The Swordsman’s Alphabet: Barbarian

B is for Barbarian. Outsider, marauder, berserker. A barbarian in the general sense is anyone outside one’s own particular sphere of civilization. A barbarian in the specific sense is the best sort of person to have on your side in a fight.
Barbarians universally come from inhospitable and un-luxurious environments, such as frozen wastes or festering jungles. Civilized folk often assume that barbarians have strong ties to their tribes or tribal gods, but the swordsman will find that sort of barbarian is the reason all of the barbarians of his acquaintance came to the city.

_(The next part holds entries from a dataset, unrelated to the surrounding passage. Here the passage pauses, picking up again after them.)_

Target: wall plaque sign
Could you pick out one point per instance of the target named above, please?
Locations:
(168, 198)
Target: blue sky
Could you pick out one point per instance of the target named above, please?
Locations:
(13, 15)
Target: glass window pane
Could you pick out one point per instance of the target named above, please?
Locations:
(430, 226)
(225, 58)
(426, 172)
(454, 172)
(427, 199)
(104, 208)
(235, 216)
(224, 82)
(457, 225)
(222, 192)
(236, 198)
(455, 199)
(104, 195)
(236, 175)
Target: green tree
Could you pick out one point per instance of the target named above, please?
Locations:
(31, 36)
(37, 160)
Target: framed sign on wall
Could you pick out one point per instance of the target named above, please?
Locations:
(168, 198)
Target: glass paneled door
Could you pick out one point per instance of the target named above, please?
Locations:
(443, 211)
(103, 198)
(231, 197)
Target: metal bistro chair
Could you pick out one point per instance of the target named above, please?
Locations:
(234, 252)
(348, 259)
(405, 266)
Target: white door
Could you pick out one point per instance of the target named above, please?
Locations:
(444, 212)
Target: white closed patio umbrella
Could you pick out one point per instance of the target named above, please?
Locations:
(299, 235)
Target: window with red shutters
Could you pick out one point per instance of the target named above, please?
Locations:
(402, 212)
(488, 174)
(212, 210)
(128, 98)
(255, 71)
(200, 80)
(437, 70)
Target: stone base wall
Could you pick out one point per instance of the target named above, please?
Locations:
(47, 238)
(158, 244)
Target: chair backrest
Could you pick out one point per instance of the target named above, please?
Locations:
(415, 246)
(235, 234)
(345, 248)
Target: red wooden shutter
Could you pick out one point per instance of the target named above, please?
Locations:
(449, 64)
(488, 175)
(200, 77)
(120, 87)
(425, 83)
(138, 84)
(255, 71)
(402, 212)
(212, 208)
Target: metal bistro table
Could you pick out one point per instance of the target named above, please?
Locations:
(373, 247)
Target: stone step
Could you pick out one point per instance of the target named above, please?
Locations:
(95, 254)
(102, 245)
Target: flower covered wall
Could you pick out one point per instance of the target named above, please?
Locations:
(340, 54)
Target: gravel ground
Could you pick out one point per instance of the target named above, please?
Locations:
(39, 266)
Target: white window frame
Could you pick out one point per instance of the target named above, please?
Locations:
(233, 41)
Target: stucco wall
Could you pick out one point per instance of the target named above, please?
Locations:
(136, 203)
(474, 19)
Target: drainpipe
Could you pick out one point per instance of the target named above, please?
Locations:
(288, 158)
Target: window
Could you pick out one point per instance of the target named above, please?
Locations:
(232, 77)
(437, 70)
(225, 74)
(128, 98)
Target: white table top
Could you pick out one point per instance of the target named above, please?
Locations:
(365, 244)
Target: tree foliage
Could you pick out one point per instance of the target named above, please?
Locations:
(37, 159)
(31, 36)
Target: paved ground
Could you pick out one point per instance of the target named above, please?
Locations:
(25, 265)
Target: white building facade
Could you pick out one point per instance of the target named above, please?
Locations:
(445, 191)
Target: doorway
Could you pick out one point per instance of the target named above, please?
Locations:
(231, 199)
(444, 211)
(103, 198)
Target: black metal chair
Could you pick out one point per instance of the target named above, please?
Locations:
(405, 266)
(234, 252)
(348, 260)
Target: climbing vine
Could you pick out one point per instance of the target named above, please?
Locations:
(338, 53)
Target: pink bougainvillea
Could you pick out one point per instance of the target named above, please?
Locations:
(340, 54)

The gods of barbarians are a grim lot, sending ice, thunder, doom and so on upon their nominal worshipers. It’s no surprise that barbarians swear by them only when desperate or severely put off. Barbarians have on occasion been known to enthusiastically embrace civilized gods, though they are as a rule much keener on embracing civilized priestesses.
Empires often outsource their military operations to particularly clever barbarians, their own citizens being much too busy being decadent and taxed (or is that taxed by decadence?) to patrol the frontiers. Such arrangements usually lead to underpaid barbarians marching on the capital demanding back wages and often bloody crowns. These crowns then cap the heads of barbarian leaders, whose armies rejoice, and whose generals become aristocrats of a sort. Within, at most, a century, they are ready to begin the cycle of outsourcing again.
All swordsmen are advised to know or be a barbarian.